Well now, she’s 20, and like most of us her adolescent days are over. After her silence in the past few years, I seriously thought that Lorde’s legacy may have forever remained as a white teethed teen. I’d almost completely forgotten about her until the internet exploded with her essay-length Facebook post on her 20th birthday, which told of the looming album.
“Writing Pure Heroine was my way of enshrining our teenage glory, putting it up in lights forever so that part of me never dies, and this record – well, this one is about what comes next.”
After that post in November, the curly-haired Kiwi has been teasing her fans with many promises and a trail of vague, cryptic hints, leaving us all wondering and waiting. For a progressive artist like Lorde, the release of her comeback single was likely to be unconventional and unexpected, but the treasure hunt arranged in Auckland really blew all predictions out of the park. Fans found a beach doused in green light, a smoking car, and song lyrics on the face on light boxes. Two days later, Green Light dropped.

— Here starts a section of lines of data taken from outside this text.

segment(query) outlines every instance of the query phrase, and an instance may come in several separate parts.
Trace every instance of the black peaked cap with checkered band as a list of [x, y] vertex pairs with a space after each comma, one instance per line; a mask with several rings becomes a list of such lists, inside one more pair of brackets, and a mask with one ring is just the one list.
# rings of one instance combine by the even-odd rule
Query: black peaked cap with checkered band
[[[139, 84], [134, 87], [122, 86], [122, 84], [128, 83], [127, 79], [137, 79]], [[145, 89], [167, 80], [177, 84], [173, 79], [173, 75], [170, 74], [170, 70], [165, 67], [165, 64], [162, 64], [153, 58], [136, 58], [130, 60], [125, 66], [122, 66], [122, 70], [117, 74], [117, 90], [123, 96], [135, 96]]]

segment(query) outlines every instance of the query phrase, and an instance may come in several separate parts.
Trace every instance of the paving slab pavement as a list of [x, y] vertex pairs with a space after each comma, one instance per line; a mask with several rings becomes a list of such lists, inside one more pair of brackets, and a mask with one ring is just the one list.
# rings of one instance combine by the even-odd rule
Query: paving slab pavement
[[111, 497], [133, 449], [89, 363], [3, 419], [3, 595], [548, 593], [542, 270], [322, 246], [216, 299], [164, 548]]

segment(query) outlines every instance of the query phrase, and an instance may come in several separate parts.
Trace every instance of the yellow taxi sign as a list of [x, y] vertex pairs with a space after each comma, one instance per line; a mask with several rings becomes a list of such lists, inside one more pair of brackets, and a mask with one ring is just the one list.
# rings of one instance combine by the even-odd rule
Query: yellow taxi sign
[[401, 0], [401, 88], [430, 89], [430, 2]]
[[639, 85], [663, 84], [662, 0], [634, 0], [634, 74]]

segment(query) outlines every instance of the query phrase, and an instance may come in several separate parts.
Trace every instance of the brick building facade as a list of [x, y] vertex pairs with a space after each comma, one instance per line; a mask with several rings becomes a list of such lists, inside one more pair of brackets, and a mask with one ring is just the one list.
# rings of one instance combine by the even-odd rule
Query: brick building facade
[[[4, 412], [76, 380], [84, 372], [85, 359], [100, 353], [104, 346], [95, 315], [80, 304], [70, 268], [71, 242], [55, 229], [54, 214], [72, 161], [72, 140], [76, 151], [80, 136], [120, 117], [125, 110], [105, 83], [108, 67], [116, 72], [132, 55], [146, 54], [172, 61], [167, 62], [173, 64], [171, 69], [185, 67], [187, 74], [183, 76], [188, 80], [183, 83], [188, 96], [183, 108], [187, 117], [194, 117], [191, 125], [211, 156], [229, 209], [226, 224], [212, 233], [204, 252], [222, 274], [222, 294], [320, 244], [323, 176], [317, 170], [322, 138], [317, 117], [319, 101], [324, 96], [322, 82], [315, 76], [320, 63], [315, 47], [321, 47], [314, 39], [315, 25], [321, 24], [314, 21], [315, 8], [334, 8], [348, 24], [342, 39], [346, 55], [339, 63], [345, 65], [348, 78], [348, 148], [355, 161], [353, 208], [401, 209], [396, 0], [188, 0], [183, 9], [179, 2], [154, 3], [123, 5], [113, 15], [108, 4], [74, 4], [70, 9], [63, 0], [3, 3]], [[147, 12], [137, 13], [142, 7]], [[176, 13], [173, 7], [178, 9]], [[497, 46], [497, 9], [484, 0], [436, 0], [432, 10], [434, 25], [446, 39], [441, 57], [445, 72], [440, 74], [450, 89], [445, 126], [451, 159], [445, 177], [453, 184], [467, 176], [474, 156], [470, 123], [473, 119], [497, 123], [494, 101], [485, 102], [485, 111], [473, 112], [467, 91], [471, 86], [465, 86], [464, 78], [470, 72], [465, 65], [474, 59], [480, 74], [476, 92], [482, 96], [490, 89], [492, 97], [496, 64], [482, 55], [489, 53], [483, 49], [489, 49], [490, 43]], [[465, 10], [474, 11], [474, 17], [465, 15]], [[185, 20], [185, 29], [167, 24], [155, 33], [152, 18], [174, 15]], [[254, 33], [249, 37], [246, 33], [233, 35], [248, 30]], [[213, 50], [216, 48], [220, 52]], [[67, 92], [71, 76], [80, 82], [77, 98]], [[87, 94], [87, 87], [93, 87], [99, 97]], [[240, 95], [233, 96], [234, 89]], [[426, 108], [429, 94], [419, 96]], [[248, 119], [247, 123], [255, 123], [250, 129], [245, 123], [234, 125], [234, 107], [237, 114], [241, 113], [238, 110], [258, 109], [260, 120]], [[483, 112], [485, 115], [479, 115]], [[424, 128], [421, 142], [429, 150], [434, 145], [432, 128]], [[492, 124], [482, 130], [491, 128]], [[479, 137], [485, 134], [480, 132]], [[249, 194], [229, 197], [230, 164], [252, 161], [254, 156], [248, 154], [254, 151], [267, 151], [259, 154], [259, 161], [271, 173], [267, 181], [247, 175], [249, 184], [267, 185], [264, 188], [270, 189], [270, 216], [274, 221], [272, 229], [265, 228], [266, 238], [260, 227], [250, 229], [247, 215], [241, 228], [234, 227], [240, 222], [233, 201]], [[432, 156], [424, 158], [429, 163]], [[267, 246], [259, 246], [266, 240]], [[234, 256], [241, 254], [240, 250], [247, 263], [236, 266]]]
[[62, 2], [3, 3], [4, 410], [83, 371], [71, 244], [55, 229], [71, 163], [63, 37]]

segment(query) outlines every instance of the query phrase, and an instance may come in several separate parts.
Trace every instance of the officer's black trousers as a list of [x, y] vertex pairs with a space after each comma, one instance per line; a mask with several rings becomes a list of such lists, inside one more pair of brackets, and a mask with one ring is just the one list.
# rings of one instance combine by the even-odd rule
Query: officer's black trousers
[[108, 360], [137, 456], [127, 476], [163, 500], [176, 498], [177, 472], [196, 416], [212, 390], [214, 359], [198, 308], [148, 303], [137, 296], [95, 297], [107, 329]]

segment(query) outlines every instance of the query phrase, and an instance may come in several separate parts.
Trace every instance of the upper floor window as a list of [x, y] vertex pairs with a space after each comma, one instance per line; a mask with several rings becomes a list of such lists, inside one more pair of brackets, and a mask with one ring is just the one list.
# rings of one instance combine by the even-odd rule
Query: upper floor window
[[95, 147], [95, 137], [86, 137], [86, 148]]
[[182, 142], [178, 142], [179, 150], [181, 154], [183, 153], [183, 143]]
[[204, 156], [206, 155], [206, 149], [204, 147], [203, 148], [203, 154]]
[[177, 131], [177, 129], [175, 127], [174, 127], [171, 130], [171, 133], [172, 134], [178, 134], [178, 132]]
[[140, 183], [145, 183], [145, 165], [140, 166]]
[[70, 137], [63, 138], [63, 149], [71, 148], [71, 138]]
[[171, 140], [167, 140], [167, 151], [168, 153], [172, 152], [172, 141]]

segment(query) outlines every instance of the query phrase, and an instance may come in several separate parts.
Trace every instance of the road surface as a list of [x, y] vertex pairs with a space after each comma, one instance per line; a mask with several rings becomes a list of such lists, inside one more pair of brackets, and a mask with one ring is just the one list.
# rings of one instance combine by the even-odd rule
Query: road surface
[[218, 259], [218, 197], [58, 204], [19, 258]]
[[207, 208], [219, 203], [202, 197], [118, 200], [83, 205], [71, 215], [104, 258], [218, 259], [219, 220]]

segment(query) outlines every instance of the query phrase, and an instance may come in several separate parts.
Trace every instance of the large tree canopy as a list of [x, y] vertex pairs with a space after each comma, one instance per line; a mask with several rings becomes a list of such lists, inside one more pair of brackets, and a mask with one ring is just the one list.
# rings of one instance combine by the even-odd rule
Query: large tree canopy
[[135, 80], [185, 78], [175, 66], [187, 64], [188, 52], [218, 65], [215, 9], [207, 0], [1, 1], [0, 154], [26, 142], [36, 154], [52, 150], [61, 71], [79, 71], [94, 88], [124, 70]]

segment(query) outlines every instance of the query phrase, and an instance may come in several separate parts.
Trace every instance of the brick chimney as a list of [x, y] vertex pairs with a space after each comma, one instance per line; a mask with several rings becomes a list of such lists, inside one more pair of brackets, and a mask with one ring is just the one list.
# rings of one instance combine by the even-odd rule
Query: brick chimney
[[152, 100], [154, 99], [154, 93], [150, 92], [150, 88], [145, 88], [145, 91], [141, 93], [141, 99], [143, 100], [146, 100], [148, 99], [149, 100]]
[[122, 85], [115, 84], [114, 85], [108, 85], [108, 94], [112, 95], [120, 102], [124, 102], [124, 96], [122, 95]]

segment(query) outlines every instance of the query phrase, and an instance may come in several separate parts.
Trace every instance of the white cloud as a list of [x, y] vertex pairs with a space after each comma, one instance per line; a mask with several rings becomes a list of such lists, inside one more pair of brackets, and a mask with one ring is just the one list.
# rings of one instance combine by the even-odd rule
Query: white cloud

She’s back, and bolder than ever. Lorde’s comeback single was released earlier this month after what seemed like an eternity of Lorde teendom. Green Light is a boppy single made for belting out and thrashing around the room to. It’s a punchy, raw song that captures the aftermath of breakup, and being wonderfully lost in the process. It’s about embracing the freedom and the chance to rebuild yourself, which I think is a pretty darn fantastic perspective in a world that often romanticises messy breakups and loneliness.
Green Light is almost completely different to her Pure Heroine style, which shouldn’t have surprised me but did. She possesses a kickass confidence whilst baring all her vulnerabilities. A ferocious and buzzing energy has thrown her back into the forefront of the pop music scene. Her looming album, Melodrama, signifies her endeavour into the mysterious and dreaded twenties; a path many of us are stumbling down. Will Lorde dominate adulthood in similar teen-Queen fashion? Green Light suggests yes.
Something that was just as exciting as the new song, was the sneaky “I will definitely, definitely be coming Down Under quite a bit sooner than people think” line Lorde dropped in a recent Triple J interview. Splendour alarm bells are ringing in my head (!!!).
“The party is about to start. I am about to show you the new world.” Oh Lorde, we are ready and waiting to dance with you.